It may seem like there’s a lot of options on the Internet, but whatever strikes your fancy online can be done better – and usually for a better price – downtown.
That’s a promise made by Julie Gunn, owner of Style, who hopes you’ll visit her shop when you’re looking for custom cards and invitations this holiday season. Style has artists on staff at its in-house design studio and an eclectic variety of gifts and décor, as well as a custom framing shop.
“If you’d asked us when we opened this business, we would’ve thought we’d be basically a framing business with some gifts here and there. It’s totally different now,” said Gunn, who’s amazed at how the shop has evolved to serve her customers since then.
“If you look back four and a half years, it’s all very consistent in listening to our customers tell us what they wish we would carry and trying to respond to that need, and it has taken a totally different direction than anything we had ever thought.”
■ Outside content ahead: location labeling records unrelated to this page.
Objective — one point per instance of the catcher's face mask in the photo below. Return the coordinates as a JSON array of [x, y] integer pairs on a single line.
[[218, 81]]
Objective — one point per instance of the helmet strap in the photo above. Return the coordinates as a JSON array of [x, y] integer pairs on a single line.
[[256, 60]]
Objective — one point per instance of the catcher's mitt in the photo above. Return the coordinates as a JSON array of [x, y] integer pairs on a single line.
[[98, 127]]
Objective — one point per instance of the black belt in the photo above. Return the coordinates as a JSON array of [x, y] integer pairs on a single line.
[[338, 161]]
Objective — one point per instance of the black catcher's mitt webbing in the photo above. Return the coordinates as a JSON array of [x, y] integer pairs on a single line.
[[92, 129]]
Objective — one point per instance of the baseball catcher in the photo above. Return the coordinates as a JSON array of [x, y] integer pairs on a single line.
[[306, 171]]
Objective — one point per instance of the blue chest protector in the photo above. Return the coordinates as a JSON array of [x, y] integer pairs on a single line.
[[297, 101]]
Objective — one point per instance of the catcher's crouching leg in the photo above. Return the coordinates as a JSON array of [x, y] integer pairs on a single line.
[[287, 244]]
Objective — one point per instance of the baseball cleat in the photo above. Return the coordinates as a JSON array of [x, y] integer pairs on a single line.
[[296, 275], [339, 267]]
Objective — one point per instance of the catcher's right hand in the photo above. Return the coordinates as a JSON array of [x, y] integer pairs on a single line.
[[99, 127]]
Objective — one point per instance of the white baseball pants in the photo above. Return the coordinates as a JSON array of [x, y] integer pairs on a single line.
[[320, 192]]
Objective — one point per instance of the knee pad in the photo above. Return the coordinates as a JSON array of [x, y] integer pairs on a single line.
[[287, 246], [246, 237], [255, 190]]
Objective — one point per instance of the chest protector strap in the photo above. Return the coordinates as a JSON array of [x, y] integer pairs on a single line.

That direction has included things like furniture and lighting – stuff customers used to buy out of town because they couldn’t find it in Kingsport. Framing is no longer the biggest part of the business, and custom design has taken off into a whole new dimension.
Style has become an example of how local and online businesses can feed off one another – and how it all comes back to a brick-and-mortar downtown shop with a strong local customer base.
Before Style absorbed The Paper Tree, a 13-year-old downtown business that’s being moved to a connecting storefront, most of its invitation business was in pre-designed, “boxed” items, said Gunn. But the proliferation of online craft sites has brought a big change: People don’t order out of books anymore.
“We started noticing a huge shift,” she said. “With Pinterest and Etsy, now everybody’s coming in with all these samples they’ve got and pictures on their phone, and they want to make ‘something like that,’ so it’s really changed into more of a craft business.”
To adapt to what customers are looking for, Gunn said, Style carved out a whole area of the store for design space set up to offer a special experience for customers who come to create custom-designed items.
Instead of hours spent alone poring over scattered, impersonal Internet sites, she said, a bride-to-be and her mother can spend the time here, bonding over real-life samples and sticky notes, with the guidance of expert design professionals who are eager to help them get the invitations just right.
“We do custom banners. We do all kinds of party favors. We do basically everything you can find on Pinterest or Etsy,” Gunn said. “We sew, we stamp, we do metal stuff, we do vinyl on glasses. Anything that anybody comes in for, we certainly will do our best at being able to provide it for them here.”
And unlike websites, Gunn said, Style is willing to work with customers to help them get the look they want in a way that fits within their budget.
“There’s a misperception out there that we’re more expensive; we’re not,” she said. “We just re-did our price structure to incorporate a lot more of our design features, and we thought we should compare ourselves to the Internet. We were always cheaper and sometimes way cheaper, especially when you get into custom work.”
The Internet has also broadened Style’s business in other ways. For example, clothing that’s going to be sold there in the near future will also go online via Instagram, allowing people to buy items from the local store electronically.
As it continues to evolve, Style is also looking to expand back into the realm that inspired its local success. A website is being developed to sell its made-in-Kingsport designs online.
Gunn said she’d like to invite everyone – especially those who haven’t been downtown in a while – to come and see not only what she has to offer at Style, but what all the new businesses have brought to revitalization.
“The downtown’s changed so much,” she said. “In the four and a half years that we’ve been here, a huge waiting list has developed for lofts, there are new restaurants coming downtown, and new businesses are coming in, and that’s all been pretty new since we moved down here. It’s been fun to be a part of, and it’s been fun to watch it grow.”